Андреа вышел из своей комнаты. В маленькой зале жена и сынишка его брата Косты прилипли к окнам, выходящим на соседний двор. Он хотел вернуться, но Славейко его окликнул:
— Дядя, скорей, посмотри, дядя!
— Иди сюда, Андреа, — позвала и Женда, не отрывая глаз от того, что происходило за окном.
Женда была белолицая цветущая молодая женщина, теперь к тому же на первых месяцах беременности.
— Ну, что там? — спросил он с недовольным видом.
— Иди погляди, какая важная барыня приехала к бай Радою! Сундуков да сундучков всяких сколько! И слуга... и служанка!..
— А я рядом с ней стоял, дядя! Это я показал ее маме!

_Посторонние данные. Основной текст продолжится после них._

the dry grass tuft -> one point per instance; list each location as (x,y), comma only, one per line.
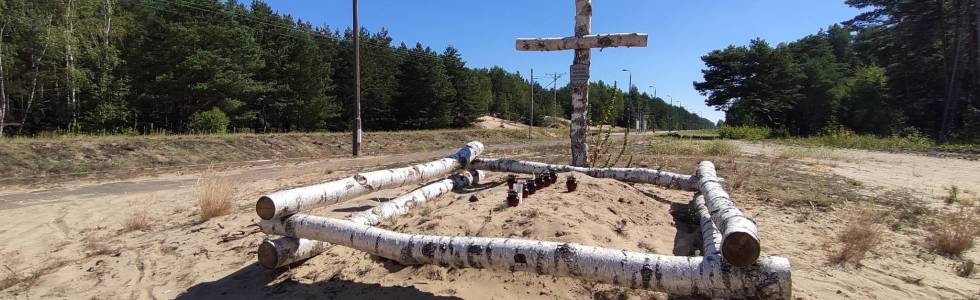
(214,195)
(955,234)
(138,219)
(861,235)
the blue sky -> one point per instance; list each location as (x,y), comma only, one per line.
(680,32)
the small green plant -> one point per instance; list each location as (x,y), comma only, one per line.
(744,132)
(861,235)
(953,195)
(212,121)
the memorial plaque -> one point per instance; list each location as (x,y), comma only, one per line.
(580,74)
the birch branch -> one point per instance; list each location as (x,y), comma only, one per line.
(740,237)
(288,250)
(635,175)
(768,278)
(284,203)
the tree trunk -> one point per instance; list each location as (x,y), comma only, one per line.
(584,42)
(953,85)
(710,237)
(288,250)
(36,65)
(284,203)
(635,175)
(740,237)
(699,276)
(580,87)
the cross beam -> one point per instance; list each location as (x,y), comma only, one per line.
(585,42)
(582,43)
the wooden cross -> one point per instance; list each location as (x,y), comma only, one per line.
(582,43)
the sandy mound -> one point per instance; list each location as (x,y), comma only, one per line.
(488,122)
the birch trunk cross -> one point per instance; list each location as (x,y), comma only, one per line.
(582,43)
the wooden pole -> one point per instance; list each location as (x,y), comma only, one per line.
(580,86)
(357,85)
(531,116)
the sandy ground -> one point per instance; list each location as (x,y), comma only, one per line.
(68,241)
(927,175)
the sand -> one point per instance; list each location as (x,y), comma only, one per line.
(70,243)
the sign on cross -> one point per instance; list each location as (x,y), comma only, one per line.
(582,43)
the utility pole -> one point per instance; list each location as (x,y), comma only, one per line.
(531,117)
(554,112)
(629,88)
(357,85)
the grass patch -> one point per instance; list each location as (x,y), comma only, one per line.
(744,132)
(804,153)
(954,234)
(861,234)
(851,140)
(691,147)
(953,195)
(137,219)
(214,195)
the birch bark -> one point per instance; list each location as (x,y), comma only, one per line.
(284,203)
(635,175)
(768,278)
(288,250)
(740,237)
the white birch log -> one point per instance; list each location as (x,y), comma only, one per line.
(284,203)
(635,175)
(288,250)
(584,42)
(740,237)
(769,278)
(710,236)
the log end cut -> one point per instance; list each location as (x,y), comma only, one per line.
(268,255)
(265,208)
(740,249)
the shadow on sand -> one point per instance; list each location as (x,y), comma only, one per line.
(253,282)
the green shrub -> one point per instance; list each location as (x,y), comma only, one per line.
(212,121)
(744,132)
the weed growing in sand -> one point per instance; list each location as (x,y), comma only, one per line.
(966,269)
(954,234)
(953,195)
(860,235)
(214,195)
(138,219)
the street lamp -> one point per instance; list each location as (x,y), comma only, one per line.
(670,120)
(629,120)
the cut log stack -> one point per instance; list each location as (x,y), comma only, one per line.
(730,265)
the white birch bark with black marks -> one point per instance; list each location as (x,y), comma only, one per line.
(740,237)
(284,203)
(769,278)
(288,250)
(710,236)
(634,175)
(584,42)
(580,90)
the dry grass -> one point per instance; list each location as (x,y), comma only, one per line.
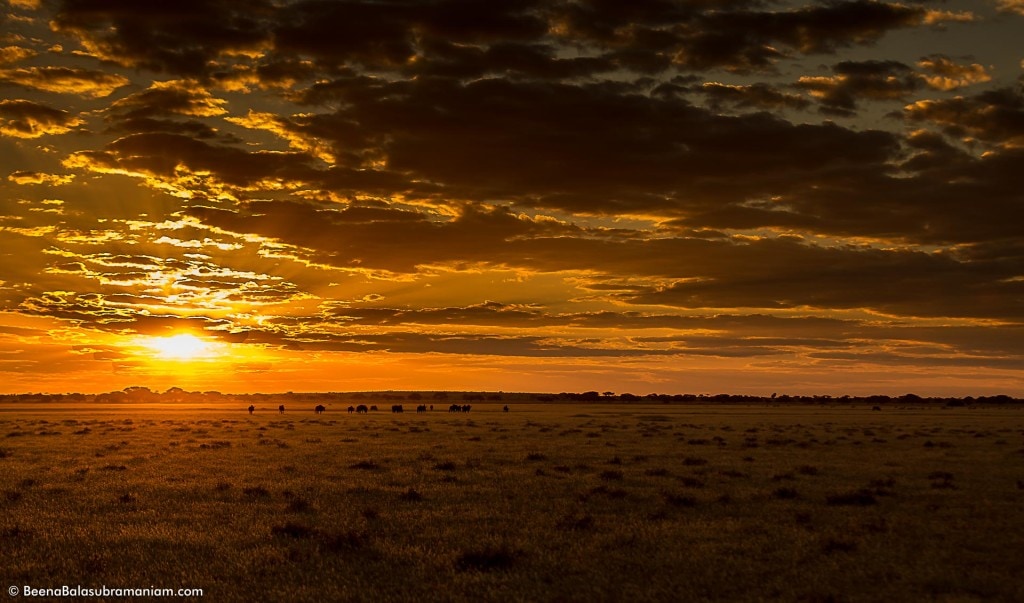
(560,502)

Баба Тодорана говорит, она мириканка!
— Не мириканка, а американка, — поправил мальчика по привычке Андреа.
Услышав, что речь идет о женщине, и к тому же сообразив, что в переполненный иностранцами город впервые приехала гостья из-за океана, он заинтересовался и подошел к окну.
Внизу, у ворот их соседей Задгорских, остановились два фаэтона. Вокруг толпились дети, старики турки с четками в руках и даже какой-то цыган на осле и старьевщик-еврей в грязной барашковой шапке с корзиной в руке. Все они, разинув рты, глазели на высокую иностранку в клетчатом пальто и дорожной шляпке, разговаривавшую с молодым Задгорским. Красавец Филипп стоял, засунув палец в кармашек своего нового голубого жилета, кивал головой и важничал больше, чем всегда.
— Наверное, какая-нибудь графиня, — сказала со вздохом Женда. — Везет соседям! И разве только им! У чорбаджии Мано — в двух домах, и у господина Трайковича... А у Госпожи — сама Милосердная Леди!
— Ну и пусть ими подавятся! — сказал злобно Андреа.
— Ух, вечно ты со своими... Все не по тебе! А если бы и нам взять, а, Андреа? Тебе с Климентом перебраться бы в залу, а в нашей комнате поместить бы...
— Мужа своего будешь учить. А ко мне с этим не лезь! — сказал он грубо и, прежде чем уйти, бросил еще один полный ненависти взгляд в окно. — Вон и сам бай Радой вышел. И дед, разве без него обойдется! Осталось только Неде выйти с поклоном... тьфу! Что мы за племя такое, они пришли турку помогать, а мы — потеснимся, пригласим их! Сама теснись! — крикнул он Женде вне себя. — Выстави своего мужа и положи кого-нибудь из этих к себе в постель и спи с ним!
— Как тебе не стыдно! — всплеснула руками Женда. — И что ты за человек! Все переиначишь.
И Женда опять прилипла к окну, а Андреа, еще не остыв от гнева, пошел к себе в комнату.
«В самом деле, что я за человек? — думал он. — Размазня какая-то! Сижу дома, рассусоливаю, философствую... Вступаю в спор с бабами... И жду, разумеется, жду, чтобы прийти на готовое. А что еще остается мне, кроме как ждать? — заключил он, войдя в комнату и захлопнув за собой дверь. — Что еще я могу сделать?..»
Он забыл про иностранцев — они были только добавкой ко всему остальному, забыл, что уже несколько недель сидит без дела, потому что классы разбросаны по разным баракам и халупкам, а ученики ходят все реже и реже. Ждать... Ждать в бездействии, в полной неизвестности, жить, как в западне.
— Предпочитаю знать, что бы ни было, но знать! — сказал он вслух и сам испугался звука своего голоса.
Внезапно он осознал реальный смысл своих слов и схватился за голову. Что ты хочешь знать, Андреа? В чем увериться? Заключат ли русские мир с Турцией? Отойдут ли за Дунай? Он долго простоял так в прокуренной комнате, опустив плечи, со страдальческим выражением на не бритом уже целую неделю лице, с немым ужасом в глазах, которые, казалось, снова видели бессчетные могилы без крестов, как это было после восстания. «Лучше не думать! Лучше делать, как все, и не думать!.. Не думать! — повторял он про себя, все еще не шевелясь. — Что я могу один? Лучше не думать...»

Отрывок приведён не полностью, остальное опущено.